First, in the short term, to acknowledge the extent to which the prevailing funding level is or is not enabling people to meet the strategic outcome. In other words, to acknowledge unmet need and thus the funding gap. Second, to commit to fully funding the meeting of the strategic outcome in the long term. This would be subject to democratic decision-making processes. However, crucially this would be informed by real-time information about needs. Under the current regime, political leaders are able to deny the existence of unmet need. Paul Burstow, as Minister for Care, when confronted by the Health Select Committee in 2012 about a funding gap of ‘£5, 6 or 7BN’, was able to say all eligible needs are met and there is no gap (Health Select Committee Citation2012).
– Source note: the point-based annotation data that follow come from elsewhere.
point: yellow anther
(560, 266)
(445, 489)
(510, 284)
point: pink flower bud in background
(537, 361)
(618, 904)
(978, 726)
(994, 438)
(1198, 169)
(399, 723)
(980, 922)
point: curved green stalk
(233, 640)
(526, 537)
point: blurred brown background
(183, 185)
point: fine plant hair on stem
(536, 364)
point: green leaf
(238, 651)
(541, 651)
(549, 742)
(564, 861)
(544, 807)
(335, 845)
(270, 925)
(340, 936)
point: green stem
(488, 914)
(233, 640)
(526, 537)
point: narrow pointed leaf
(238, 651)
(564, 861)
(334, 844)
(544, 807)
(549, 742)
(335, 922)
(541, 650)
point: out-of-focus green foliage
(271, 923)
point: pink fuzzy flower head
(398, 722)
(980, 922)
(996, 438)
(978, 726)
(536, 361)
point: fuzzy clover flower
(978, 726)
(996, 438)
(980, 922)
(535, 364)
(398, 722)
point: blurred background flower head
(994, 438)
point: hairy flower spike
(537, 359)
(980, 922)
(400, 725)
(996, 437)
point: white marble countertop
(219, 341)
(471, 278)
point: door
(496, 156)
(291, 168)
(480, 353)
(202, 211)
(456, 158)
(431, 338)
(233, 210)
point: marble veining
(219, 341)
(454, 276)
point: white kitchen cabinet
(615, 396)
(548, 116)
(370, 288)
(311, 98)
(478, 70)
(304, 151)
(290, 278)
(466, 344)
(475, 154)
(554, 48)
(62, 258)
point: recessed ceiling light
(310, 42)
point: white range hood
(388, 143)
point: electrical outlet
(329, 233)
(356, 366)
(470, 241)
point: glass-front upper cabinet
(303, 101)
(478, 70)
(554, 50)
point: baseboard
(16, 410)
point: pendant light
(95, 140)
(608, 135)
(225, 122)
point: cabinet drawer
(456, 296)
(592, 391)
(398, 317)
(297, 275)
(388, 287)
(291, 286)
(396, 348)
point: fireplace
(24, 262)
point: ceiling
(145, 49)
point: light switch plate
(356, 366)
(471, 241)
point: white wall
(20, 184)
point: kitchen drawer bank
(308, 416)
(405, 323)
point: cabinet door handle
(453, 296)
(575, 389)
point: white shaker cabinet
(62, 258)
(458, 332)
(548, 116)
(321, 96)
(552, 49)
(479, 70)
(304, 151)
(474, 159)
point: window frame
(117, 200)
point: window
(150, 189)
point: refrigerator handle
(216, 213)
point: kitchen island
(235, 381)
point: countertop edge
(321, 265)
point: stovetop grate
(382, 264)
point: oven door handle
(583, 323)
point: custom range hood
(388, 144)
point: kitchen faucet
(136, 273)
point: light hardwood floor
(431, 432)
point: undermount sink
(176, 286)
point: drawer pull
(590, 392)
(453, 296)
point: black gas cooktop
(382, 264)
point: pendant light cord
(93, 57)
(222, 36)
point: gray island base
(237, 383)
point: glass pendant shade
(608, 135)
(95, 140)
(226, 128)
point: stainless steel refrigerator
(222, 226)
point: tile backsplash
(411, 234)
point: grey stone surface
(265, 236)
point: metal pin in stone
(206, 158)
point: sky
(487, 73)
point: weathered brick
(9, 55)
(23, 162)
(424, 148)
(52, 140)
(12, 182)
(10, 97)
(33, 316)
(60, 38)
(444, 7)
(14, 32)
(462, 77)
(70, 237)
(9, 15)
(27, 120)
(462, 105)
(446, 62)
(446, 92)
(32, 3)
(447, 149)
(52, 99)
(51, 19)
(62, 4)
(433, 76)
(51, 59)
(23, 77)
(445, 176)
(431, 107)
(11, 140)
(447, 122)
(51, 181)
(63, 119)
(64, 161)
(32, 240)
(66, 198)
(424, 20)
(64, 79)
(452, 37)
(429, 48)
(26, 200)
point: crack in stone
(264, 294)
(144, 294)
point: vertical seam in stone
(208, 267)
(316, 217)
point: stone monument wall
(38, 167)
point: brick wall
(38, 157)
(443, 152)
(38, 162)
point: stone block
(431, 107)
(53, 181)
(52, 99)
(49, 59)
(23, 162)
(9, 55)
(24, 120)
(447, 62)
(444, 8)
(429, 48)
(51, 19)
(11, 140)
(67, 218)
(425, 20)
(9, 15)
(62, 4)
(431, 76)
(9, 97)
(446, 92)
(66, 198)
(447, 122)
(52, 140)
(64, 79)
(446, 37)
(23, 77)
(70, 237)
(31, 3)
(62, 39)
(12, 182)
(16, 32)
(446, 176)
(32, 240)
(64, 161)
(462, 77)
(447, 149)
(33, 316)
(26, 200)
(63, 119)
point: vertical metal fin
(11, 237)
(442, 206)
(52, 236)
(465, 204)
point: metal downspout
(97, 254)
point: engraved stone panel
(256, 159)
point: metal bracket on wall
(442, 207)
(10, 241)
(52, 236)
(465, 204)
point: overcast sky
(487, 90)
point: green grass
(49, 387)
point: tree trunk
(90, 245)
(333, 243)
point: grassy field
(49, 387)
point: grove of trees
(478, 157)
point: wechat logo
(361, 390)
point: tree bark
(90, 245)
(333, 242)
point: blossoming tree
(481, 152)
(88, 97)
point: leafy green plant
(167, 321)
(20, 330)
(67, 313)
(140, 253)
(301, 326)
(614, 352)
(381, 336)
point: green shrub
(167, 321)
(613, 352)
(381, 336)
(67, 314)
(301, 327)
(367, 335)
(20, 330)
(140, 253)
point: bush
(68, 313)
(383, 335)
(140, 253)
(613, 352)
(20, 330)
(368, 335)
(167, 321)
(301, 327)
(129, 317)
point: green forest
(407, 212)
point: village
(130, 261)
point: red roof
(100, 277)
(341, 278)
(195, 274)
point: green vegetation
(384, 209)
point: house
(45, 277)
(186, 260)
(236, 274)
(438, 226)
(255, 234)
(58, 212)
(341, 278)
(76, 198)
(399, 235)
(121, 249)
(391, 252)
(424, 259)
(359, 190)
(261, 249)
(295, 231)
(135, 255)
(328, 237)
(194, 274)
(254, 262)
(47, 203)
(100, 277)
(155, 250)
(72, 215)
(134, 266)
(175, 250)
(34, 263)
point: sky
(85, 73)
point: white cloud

Under a system where needs are defined by resources, that is a statement that will always be true.

Flexibility of response

Whilst direct payments makes it possible for people confident they have the skills and energy to manage their own support system, the evidence is that the majority will continue to choose regulated services. In 2013/14, 1,048,660 people used community services. Of those, 156,495 had a direct payment (NASCIS Pf2 [NASCIS Citation2015]). If only 33% of them purchased a personal assistant as set out above, 95% of people are relying on regulated services. Person-centred support plans will be of little value if commissioning practices continue to create markets unable to work flexibly and responsively.

Can it happen?

The authors have set out previously (Slasberg and Beresford Citation2014) how the provisions of the Care Act 2014 support the changes proposed above. However, we also noted how government guidance sets a course to perpetuate the prevailing resource-led culture, notwithstanding a welter of rhetoric proclaiming the opposite.

The changes proposed could happen under one or both of two conditions. The first is that individual councils choose to break from government guidance to better serve their community. Recent experience of high levels of compliance with government strategy suggests that it is not likely many will take this route. The second is that service users and their allies seize the opportunity created by the Care Act to demand a holistic assessment of need as a legal right, and lobby councils to use the information about unmet need to inform future funding and commissioning decisions.

Disclosure statement

No potential conflict of interest was reported by the authors.